Мы подставляем картонные стаканчики, и он наполняет их. Держа в одной руке громадную бутылку, другой поднимает свой стаканчик.
– Какое событие! Как здорово, что мы при нем присутствуем! Поздравляем с началом потрясающей карьеры!
– Нет, постойте, – протестую я, и Салли подхватывает: – Нет, нет, нет! Это ваш день, четвертая годовщина. За ваше здоровье и счастье на долгие времена!
Пат. Мы стоим с наполненными стаканчиками, посылающими пузырьки газа в воздух, и в наших улыбках видна неуверенность, но намерения у нас достойные и альтруистичные. Через несколько секунд Чарити спасает положение:
– Пусть это будет общий день, и ваш, и наш. За всех нас!
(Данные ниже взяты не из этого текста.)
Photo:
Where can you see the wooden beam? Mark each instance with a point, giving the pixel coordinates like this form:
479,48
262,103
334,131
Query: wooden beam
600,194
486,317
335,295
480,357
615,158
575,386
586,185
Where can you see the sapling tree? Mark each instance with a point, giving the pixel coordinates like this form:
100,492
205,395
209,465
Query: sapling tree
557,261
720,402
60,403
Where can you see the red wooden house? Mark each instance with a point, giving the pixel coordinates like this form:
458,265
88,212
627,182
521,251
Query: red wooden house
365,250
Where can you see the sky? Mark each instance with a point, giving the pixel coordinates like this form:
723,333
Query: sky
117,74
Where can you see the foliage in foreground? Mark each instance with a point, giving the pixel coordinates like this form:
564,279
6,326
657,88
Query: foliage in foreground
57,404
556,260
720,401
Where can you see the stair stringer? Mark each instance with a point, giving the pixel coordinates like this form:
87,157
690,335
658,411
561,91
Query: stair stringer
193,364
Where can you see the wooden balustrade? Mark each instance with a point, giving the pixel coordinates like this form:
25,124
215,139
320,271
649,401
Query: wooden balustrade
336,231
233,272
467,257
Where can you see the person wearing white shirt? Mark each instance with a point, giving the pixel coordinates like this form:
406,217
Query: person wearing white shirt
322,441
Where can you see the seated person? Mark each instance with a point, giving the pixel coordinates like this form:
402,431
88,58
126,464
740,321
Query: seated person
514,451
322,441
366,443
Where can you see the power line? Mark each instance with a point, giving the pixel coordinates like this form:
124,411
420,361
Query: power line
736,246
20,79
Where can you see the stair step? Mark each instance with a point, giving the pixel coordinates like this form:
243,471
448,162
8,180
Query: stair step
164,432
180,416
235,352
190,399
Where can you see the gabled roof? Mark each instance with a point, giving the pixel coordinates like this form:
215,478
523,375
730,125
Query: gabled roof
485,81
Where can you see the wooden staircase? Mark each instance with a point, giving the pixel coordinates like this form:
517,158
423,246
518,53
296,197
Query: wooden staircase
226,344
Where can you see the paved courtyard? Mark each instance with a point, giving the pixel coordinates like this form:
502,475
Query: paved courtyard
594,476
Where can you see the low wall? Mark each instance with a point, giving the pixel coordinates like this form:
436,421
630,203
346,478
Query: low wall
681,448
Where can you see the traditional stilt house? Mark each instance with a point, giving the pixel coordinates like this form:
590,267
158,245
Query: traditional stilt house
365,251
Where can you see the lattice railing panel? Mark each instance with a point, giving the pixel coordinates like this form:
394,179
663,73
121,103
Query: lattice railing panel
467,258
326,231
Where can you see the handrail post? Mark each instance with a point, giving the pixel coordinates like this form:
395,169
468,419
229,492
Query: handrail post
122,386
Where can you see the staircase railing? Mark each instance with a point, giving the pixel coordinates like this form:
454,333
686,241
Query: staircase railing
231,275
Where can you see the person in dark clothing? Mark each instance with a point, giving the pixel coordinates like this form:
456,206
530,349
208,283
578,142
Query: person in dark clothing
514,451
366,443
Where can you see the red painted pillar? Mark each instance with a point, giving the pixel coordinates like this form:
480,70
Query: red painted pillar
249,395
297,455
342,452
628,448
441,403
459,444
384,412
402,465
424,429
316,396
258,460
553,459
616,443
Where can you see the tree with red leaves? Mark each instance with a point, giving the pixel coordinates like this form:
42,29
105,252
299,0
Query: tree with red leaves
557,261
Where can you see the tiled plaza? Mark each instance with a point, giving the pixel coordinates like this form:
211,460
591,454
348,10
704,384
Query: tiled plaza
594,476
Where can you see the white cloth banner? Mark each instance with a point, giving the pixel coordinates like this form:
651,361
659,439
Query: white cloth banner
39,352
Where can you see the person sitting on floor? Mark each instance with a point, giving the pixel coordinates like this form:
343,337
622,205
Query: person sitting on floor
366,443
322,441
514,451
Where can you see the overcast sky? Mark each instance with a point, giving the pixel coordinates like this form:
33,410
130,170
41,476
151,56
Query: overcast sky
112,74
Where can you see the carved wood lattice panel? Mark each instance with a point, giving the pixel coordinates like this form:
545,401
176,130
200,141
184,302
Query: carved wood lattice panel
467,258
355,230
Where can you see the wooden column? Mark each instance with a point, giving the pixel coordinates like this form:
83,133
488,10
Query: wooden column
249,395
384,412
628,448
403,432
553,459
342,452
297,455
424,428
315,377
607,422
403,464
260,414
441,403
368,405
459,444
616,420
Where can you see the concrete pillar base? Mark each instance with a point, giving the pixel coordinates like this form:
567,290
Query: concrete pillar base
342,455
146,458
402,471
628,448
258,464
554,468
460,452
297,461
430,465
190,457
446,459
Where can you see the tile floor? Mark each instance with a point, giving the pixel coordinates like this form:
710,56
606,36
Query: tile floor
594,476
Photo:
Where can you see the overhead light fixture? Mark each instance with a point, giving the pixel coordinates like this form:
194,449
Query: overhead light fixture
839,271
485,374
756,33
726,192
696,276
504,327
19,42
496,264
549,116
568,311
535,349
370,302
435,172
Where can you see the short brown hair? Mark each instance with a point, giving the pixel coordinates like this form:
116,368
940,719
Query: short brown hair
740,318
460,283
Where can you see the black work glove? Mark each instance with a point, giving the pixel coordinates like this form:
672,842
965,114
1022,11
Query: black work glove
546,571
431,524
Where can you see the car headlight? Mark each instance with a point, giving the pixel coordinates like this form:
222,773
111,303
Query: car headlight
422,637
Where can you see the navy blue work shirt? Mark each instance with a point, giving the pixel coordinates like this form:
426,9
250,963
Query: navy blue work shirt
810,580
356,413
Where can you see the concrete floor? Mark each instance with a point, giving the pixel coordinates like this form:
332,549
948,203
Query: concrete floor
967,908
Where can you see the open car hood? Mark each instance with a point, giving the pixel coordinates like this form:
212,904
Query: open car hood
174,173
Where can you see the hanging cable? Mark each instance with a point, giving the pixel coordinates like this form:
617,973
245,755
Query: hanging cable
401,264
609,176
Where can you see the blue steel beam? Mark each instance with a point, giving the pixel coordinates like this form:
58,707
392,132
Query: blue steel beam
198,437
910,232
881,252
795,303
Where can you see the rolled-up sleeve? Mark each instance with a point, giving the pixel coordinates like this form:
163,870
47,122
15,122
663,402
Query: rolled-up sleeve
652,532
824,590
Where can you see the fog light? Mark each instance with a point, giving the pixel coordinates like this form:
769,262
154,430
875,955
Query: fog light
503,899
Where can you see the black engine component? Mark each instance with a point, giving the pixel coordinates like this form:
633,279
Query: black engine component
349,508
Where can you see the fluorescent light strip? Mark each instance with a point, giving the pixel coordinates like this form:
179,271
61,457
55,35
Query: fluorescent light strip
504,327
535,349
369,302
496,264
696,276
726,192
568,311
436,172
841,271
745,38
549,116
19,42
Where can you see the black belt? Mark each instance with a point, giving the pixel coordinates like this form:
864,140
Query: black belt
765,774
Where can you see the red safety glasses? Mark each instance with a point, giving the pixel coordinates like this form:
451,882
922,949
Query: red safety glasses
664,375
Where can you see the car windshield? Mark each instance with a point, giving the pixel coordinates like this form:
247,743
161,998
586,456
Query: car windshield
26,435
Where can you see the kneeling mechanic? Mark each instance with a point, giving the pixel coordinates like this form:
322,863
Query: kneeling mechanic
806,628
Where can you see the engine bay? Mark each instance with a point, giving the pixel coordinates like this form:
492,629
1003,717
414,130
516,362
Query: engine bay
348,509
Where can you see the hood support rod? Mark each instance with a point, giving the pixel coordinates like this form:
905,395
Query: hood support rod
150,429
Сидя на одеяле среди сухих веток, желтых листьев и голубых астр, мы с Салли пьем, кажется, первое шампанское в своей жизни, нам очень быстро наливают снова, а потом наливают еще раз. В возникших обстоятельствах мне, чтобы преисполниться радости, много не надо. Поэтому Сид застал меня в неподходящем настроении, когда, поглядев в свой стаканчик словно бы с неудовольствием, повторил тост с добавлением:
– За всех нас. Чтобы кафедральная гильотина нас пощадила.
– О чем это вы? – спрашиваю я, пожалуй, чересчур громогласно и резко. – Да, я пока еще новобранец, пушечное мясо, я новорожденный. Но кто-кто, а вы должны чувствовать себя спокойно.
– Не обманывайтесь. Руссело не далее как на днях деликатно поинтересовался, над чем я работаю. В апреле или мае будут решать нашу судьбу, и у вас-то ко дню голосования будет ого-го какая библиография, а у меня всего-навсего студенческие стишки.
Наши лица сейчас, я убежден, отражают степень понимания нами происходящего. Салли, ничего не знающая ни о каких стихах, испытывает всего лишь любопытство и интерес. Я знаю о них, но не верю, что они такие уж любительские, и не верю, что Чарити всерьез настроена против этого стихотворства. Чарити понимает: Сид, вероятно, что-то мне рассказал; но что именно, ей неизвестно. Ее взгляд прыгает с его лица на мое и обратно.
Она сидит со скрещенными ногами, пристроив на коленях миску с салатом, и вдруг с каким-то раздражением в лице сильно наклоняется над миской, затем выпрямляется.